Good Neighbours, Good Fences? The US-Mexican Border

The 3,218.68-kilometre border between Mexico and the United States is the only global dividing line between a First and Third World country. $1 billion in trade cross it every day, as do millions of American and Mexican citizens, both ways.

To someone standing at San Ysidro, the busiest port of entry between San Diego and Tijuana, that line at which one country ends and the other begins looks blurry. Children are walking to school in one direction, adults heading to work in the other. Shoppers head either North for the upscale mall or South for their discounted medicine. A craving for fast food is swiftly satisfied with a quick drive up and a drive-thru, and a stressful week just as easily forgotten once down at the beach house in Baja.

40,000 cars, 25,000 pedestrians, a common airport and a skybridge; this is the “CaliBaja Bi-National Mega-Region,” https://www.bloomberg.com/view/articles/2018-01-30/the-border-economy-works-in-spite-of-trump an integrated, border-spanning economic zone of more than 6.5 million people. As of 2013, its GDP was $214.3 billion, employing a total of 3 million Mexican and American citizens. It boasts “large scale industrial development; diverse, advanced manufacturing clusters; significant renewable energy resources in geothermal, solar, wind and biofuels; over 90 colleges and universities and over 80 research institutes; and robust goods movement corridors including six border crossings, five interstate freeways, five international airports, two specialized maritime port facilities, and rail links.” http://www.ivedc.com/bi-national/cali-baja-bi-national-mega-region/

The initiative has united more than two hundred businesses, civic and government leaders from both sides to prove that free trade works, and that the region has even greater potential when viewed not as two separate economies, but as a combined bi-national one. https://www.bloomberg.com/view/articles/2018-01-30/the-border-economy-works-in-spite-of-trump

Globalization has opened the world and redefined our understanding of borders. People and economies are now intricately connected by technology, trade, communications, and simpler regulations. But while some are kicking the doors further open, others are struggling to slam them shut. Standing on the Mexican-US border, one foot on either side, this is what the view looks like from an economic perspective:

Borders offer opportunities for exponential economic growth, competitiveness, and direct and indirect prosperity to adjacent communities, but with those the alteration of demographics and the import-export of violence, crime, and other illicit economies.

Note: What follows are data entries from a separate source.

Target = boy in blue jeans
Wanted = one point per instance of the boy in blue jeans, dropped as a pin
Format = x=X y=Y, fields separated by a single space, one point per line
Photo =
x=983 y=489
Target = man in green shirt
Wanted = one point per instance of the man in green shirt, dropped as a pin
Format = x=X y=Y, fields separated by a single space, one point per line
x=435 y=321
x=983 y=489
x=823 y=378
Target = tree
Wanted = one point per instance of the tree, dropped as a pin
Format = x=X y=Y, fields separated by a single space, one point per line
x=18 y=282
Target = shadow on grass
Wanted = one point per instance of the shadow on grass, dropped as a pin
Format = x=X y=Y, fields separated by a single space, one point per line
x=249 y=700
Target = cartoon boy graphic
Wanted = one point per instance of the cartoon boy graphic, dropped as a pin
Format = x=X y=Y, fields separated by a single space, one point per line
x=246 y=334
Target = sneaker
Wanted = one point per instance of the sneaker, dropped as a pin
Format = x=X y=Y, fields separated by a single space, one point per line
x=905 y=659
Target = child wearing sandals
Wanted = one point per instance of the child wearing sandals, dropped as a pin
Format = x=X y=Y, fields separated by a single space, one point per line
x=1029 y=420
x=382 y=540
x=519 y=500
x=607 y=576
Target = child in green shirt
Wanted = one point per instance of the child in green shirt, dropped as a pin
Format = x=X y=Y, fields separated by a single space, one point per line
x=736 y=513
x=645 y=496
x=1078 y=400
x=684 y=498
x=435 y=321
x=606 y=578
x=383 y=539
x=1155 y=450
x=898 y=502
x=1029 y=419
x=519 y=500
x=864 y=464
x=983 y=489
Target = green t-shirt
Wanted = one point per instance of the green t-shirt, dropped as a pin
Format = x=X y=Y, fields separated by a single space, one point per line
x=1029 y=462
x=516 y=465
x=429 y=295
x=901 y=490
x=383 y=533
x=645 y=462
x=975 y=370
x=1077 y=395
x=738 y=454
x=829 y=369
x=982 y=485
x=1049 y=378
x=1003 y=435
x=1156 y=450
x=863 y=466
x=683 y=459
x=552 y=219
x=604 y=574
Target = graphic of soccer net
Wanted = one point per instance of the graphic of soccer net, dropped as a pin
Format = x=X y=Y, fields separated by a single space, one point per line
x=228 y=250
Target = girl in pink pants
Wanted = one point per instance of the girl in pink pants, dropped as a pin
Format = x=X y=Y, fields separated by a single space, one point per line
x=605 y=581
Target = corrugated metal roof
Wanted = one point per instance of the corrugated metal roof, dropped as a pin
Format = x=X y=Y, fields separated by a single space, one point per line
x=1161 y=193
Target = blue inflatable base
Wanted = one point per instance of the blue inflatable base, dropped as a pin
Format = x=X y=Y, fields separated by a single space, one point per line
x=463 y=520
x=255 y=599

The pros: http://www.as-coa.org/articles/get-facts-five-reasons-why-us-mexico-border-critical-economy

  • S.-Mexico trade surpasses $1 billion every day, with the vast majority of bilateral commerce crossing the border by land.
  • Millions of jobs and livelihoods on either side depend on this trade and on efficient cross-border commerce facilitation.
  • Key industries vital to both economies also depend on the production-sharing model of US-Mexico trade.
  • Growth in one economy benefits the other too, as it increases purchasing power and boots consumption and tourism.
  • Border communities are thriving thanks to the economic growth and cooperation the border trade generates.

The cons: https://cis.org/Mortensen/Stopping-CrossBorder-Flow-People-Drugs-Cash-and-Weapons

  • Between 14,000 and 17,500 people are trafficked into the United States each year, where they are forced into prostitution, domestic servitude, unfair and undocumented labour, or crime. Most enter the country through the border with Mexico.
  • Cartels and independent smugglers move marijuana, heroin, cocaine, methamphetamines, and other drugs North of the border, increasing addiction and addiction-related mortality in America.
  • Reciprocally, the drug trade transfers cash and weapons South of the border, fuelling conflict and violence in Mexico.

With potential comes risk, and fear of porous borders is reasonable; it highlights the changes they bring to two societies and their possibly detrimental implications. But a fence, a wall, a closed door is neither possible nor effective; isolation only breeds more mistrust and insecurity, and drives illicit economies further underground.

A border can be open and secure, but for that cooperation is crucial. The US and Mexico already have a number of joint state and local mechanisms in place to manage sovereignty, transportation, resource, environment, and public health issues that affect them both. https://www.globalsecurity.org/military/world/mexico/foreign-relations-us-border.htm More is surely needed, but as places like San Ysidro have proven, less fences will, on the long run, make better, more prosperous neighbours.

 

Note – A wall already exists along certain parts of the U.S.-Mexico border; a discontinuous stretch of barriers that, combined, cover nearly a third of the frontier. These walls, fences, and roadblocks have a profound effect on the communities they divide, such as in Nogales, Arizona-Mexico.